If I opted out, that never has a chance to happen.
Thanks for this, its a very good and important point. Lots of things can change, meeting new friends or partners, moving to a new place, getting a new job... My life has been through many ups and downs and when you're down its hard to think straight and remember that these things often are in cycles. I'm gonna hang on to that thought. Thanks Pug.:thumbup:

Best wishes danny, maybe try to get yourself out amongst folk and see if you can make a few small changes that move things forward a bit. Hard to do I know from my experience as a very shy person, but try some little steps first, maybe theres a group or something you could join?
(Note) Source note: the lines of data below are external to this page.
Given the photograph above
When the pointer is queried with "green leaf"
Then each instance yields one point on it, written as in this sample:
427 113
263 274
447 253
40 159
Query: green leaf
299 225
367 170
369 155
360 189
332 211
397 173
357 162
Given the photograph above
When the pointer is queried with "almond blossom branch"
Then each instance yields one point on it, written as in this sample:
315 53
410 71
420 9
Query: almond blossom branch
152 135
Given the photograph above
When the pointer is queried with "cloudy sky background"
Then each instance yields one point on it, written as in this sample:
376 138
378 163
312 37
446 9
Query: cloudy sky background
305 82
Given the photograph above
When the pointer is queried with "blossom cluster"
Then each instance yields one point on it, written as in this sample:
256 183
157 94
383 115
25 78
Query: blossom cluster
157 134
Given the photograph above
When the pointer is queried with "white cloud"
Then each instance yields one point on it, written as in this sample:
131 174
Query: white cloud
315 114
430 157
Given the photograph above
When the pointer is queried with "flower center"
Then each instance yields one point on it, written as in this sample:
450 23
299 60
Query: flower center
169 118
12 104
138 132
Theres some proverb isnt there about the biggest journey starts with a single step. You and me both bro.
 

Blueborn

Well-known member
I find it very hard to make a general assessment on this, as I'm in a similar situation and only have improved recently on medication. Right now I'm trying to get better by focussing on very basic things like enough sleeping time, helpful routines in everyday life, no junk food, etc. Another important part is simply avoiding things that will have a bad effect on me. I guess a lack of motivation should be very familiar for you, for me this usually gets worse with unhealthy attempts to compensate for my mental distress, like drinking coffee or spending hours at the PC. Pretty much anything with addictive tendencies to it will drain me down further in depressive state, so I try to replace this with actual activities that will keep me occupied in a productive manner.
Depression is definately a very dangerous condition, especially when you've lost track on your self assessment and what you actually want in life. But in the end all I can only tell you is to have a very rational look on your situation: Which habits affect you negatively, what are your strengths or how could you find them out, what obstacles cause you the most distress?
Maybe contrary to some people here I think that the typical outlook for a greater "meaning" in life can be very unhelpful in this situation, potentially serving as just another means of compensation and distraction from the real causes of the depression, which nobody can estimate from the distance of course. It also can be very difficult to really estimate one's personal strengths when the typical day is just filled with the harmful and unproductive habits usually attached to this condition. These mess with our emotional responses, so we might get passionate about things, which lead us nowhere in life.
Sorry if this sounds like commonplace to you, I just want to point out the importance of a solid basis for further goals in life imo, so taking stress out of everyday life as well as introducing helpful routines and acitivities might already help. Just don't take all the turmoil and failures too personally, since this will make everything worse and distract you further from working on your situation. Easier said than done admittedly, hopefully you have some professional care on your side.